Watch Before Viewing Moon

Prepare for launch as suggests some atmospheric sci-fi gems to watch before viewing next week’s new release, Moon.

It is the not too distant future and man has solved all of its energy problems with the discovery that an energy rich gas, Helium 3, can be harvested from the surface of the moon. Sam Rockwell plays Sam Bell, a miner on a three year contract on the moon’s surface. He is alone except for the helpful robot Gerty (voiced by Kevin Spacey) and in the final weeks of his contract things start to become a little strange; surface communication seems to be cut off, Gerty begins to act strangely and Sam starts to see a mysterious female figure that he cannot explain. Sam soon discovers he is not alone. When you watch Moon there is a strange sense of sci-fi déjà vu; clearly director Duncan Jones has a lot of affection for the genre and if you’re familiar with some of the greats, you can clearly see his influences. With that in mind, offers this refresher course in great films of the final frontier.

1. 2001: A Space Odyssey

It would be extremely hard to avoid associations with 2001: A Space Odyssey when making a film set on a space station; but then surely that’s a good thing? Stanley Kubrick’s 1968 opus was a design masterpiece and created the definitive look for cinematic space travel.
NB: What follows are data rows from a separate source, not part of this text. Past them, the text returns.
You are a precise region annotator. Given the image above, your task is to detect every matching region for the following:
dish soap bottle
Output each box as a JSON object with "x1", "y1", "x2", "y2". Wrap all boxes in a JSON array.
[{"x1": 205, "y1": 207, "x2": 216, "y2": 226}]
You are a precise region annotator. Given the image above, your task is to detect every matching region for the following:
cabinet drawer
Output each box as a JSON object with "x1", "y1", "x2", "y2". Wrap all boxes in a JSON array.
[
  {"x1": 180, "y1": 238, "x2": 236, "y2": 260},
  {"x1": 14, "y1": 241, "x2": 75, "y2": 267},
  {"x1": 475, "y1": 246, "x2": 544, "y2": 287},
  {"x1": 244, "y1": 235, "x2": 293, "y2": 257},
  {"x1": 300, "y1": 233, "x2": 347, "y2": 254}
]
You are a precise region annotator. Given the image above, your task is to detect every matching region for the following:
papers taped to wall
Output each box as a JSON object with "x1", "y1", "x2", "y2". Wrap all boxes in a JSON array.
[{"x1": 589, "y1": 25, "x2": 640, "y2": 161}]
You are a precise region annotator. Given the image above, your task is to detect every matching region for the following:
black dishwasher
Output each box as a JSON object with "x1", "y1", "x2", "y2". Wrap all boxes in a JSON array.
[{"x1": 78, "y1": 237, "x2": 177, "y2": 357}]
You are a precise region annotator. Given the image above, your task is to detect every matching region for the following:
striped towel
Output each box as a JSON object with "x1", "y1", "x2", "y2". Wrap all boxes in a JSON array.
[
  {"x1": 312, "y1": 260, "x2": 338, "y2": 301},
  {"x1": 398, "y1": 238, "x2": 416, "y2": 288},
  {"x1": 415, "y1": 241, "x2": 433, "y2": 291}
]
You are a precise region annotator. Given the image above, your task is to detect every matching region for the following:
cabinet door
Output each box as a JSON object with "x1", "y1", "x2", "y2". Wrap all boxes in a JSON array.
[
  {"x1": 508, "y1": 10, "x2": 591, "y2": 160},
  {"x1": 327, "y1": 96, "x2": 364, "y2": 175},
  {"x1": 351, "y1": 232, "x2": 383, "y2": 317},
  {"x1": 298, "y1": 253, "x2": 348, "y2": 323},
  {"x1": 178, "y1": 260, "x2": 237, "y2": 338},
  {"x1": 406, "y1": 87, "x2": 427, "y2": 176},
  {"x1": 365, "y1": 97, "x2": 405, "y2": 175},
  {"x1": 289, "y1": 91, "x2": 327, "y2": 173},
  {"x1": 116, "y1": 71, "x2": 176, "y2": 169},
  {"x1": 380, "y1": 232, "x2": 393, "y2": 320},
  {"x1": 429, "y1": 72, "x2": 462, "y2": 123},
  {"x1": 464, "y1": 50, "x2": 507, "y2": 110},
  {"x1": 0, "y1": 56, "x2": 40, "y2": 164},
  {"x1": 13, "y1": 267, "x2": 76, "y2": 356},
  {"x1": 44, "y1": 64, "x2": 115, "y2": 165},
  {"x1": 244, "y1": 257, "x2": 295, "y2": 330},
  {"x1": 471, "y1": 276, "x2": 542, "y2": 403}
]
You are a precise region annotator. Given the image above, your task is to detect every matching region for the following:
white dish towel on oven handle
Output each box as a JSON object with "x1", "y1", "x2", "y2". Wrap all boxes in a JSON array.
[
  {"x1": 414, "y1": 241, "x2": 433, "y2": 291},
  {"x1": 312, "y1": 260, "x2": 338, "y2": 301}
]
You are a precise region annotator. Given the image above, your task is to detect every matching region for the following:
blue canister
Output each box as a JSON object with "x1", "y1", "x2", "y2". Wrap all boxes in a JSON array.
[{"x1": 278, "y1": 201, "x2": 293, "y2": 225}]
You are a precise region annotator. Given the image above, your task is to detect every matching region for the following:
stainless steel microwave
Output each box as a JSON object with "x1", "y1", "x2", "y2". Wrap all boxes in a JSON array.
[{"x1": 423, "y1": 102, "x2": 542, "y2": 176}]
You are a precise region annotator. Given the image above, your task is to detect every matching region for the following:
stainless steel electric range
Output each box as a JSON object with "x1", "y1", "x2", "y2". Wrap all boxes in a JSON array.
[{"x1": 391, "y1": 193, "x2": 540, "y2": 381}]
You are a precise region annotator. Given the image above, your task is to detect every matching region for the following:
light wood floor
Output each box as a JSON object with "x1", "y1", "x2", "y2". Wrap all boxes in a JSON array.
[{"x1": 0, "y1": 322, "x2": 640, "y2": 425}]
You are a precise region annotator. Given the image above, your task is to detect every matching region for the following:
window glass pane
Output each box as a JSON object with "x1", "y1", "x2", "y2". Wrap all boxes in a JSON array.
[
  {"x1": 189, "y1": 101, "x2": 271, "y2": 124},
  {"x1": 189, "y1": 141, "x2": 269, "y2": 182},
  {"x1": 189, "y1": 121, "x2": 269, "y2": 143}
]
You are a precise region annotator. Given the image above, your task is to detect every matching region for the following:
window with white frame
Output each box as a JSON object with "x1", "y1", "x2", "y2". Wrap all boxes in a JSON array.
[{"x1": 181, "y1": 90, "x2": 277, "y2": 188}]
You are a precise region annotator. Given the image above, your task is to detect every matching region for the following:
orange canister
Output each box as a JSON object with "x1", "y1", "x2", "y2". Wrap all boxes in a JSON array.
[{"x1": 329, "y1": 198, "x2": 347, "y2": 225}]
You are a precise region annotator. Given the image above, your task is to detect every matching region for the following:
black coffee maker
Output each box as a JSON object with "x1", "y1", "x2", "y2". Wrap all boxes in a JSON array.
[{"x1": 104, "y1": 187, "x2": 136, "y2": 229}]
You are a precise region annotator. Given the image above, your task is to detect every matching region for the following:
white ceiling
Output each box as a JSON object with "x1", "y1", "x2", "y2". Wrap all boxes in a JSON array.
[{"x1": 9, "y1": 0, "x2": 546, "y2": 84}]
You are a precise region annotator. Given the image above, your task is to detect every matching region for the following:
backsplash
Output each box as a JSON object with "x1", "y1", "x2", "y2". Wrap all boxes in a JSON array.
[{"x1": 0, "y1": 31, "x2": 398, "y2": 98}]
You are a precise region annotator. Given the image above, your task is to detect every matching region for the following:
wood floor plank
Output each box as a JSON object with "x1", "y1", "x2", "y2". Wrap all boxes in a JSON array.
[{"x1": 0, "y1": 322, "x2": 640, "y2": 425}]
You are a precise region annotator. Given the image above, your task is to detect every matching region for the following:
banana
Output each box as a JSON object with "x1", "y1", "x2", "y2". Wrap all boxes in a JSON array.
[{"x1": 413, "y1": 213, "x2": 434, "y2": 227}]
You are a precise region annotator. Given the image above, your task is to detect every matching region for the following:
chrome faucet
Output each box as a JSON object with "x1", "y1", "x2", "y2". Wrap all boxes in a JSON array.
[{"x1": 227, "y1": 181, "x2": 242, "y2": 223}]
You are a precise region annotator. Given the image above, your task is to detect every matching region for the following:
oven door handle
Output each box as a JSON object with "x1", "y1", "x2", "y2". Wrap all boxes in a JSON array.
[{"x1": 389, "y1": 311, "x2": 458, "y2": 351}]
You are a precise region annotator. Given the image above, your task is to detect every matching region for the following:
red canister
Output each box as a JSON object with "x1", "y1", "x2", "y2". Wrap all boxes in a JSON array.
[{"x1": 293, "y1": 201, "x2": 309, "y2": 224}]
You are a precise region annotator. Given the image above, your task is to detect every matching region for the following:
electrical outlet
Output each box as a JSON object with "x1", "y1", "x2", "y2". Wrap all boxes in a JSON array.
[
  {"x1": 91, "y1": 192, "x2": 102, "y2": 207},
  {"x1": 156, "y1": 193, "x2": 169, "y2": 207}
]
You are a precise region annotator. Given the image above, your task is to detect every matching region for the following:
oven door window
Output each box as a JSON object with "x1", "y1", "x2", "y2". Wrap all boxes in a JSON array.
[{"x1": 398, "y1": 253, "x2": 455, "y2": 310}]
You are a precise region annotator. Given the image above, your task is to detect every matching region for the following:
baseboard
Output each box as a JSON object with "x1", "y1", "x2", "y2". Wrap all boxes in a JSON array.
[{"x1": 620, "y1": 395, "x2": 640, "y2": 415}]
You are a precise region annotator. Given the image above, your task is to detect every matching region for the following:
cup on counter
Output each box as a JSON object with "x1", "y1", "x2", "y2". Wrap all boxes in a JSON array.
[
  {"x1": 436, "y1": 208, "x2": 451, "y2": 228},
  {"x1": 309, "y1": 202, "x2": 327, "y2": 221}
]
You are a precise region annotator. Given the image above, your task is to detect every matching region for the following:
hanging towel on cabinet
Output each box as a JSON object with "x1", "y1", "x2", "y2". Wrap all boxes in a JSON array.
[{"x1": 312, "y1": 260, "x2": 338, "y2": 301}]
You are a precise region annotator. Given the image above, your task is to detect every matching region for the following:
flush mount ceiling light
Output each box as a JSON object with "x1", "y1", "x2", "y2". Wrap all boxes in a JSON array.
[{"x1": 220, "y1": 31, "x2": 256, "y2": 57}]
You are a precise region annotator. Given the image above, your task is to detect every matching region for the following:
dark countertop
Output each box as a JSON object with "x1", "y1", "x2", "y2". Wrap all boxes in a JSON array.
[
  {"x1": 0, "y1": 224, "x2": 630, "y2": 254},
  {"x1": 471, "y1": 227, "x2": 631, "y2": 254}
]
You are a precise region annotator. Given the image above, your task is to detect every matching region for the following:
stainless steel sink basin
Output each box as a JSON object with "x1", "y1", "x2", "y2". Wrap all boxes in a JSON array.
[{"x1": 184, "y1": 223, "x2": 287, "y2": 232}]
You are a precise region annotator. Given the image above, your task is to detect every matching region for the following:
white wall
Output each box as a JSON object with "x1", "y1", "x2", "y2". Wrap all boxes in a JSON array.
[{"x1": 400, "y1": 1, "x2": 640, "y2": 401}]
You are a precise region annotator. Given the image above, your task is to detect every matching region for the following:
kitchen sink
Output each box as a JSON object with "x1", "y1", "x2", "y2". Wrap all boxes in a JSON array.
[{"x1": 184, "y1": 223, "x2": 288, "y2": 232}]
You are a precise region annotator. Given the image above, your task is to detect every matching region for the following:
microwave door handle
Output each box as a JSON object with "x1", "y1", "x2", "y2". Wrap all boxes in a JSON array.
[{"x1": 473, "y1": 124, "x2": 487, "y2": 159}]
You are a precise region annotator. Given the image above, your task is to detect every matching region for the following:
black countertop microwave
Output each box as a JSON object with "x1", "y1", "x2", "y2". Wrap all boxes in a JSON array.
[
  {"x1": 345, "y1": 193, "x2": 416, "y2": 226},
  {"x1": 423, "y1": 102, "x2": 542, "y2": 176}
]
Moon wears this influence on its sleeve (incidentally both were filmed in Shepperton Studios) – the mining station is a clear homage to the interiors of 2001, all gleaming white surfaces. It also showed the potential this beautiful environment has to terrify the audience; as Kubrick transformed the at first benign ship’s computer HAL, into a menacing presence and the beautiful surroundings into a claustrophobic setting.

2. Silent Running

This 1972 film may have passed a lot of sci-fi fans by; it has rarely seen the light of day on television but it is very much worth the effort of getting hold of a copy. The film is set in the not too distant future, when plant life on earth has all but vanished. A preservation effort is underway on a fleet of greenhouse ships orbiting earth. However when orders are given to return most of the fleet to commercial service, one of the workers Freeman Lowell decides to go against orders to preserve his beloved plant life with the help of his robotic colleagues. The film has a wonderful central performance from Bruce Dern and is particularly pertinent in today’s environment.

3. Solaris

Wait come back! We aren’t talking about the tedious remake starring George Clooney! If you’ve only seen that remake you could definitely be forgiven for being less than enthusiastic to see the 1972 Tarkovsky original; but trust us, it’s great! Solaris is a far away planet covered in an ocean that seems to house a mysterious alien consciousness. Kris Kelvin is stationed on the base above the mysterious ocean to investigate but soon begins to see his wife Hari, who died ten years previously. The film is not action-packed but is eerie and atmospheric in a way that’s very reminiscent of 2001.

4. Wall E

All of our films so far have shown how the isolation of space effects human beings but Pixar’s Wall E took it one step forward to look at how 700 years of isolation affects the robot hero. After years of treating the planet like a garbage dump, human beings have been forced to leave planet earth. Wall E is left behind to clear up and over this time he begins to develop human like qualities and longs for some company. As usual for Pixar, the film looks beautiful and Wall E is one of the most compelling characters ever animated – surprising giving the fact that he doesn’t talk further than saying his own name and we have to become endeared to him thanks to his actions – but it’s amazing what a big pair of eyes can do to an audience!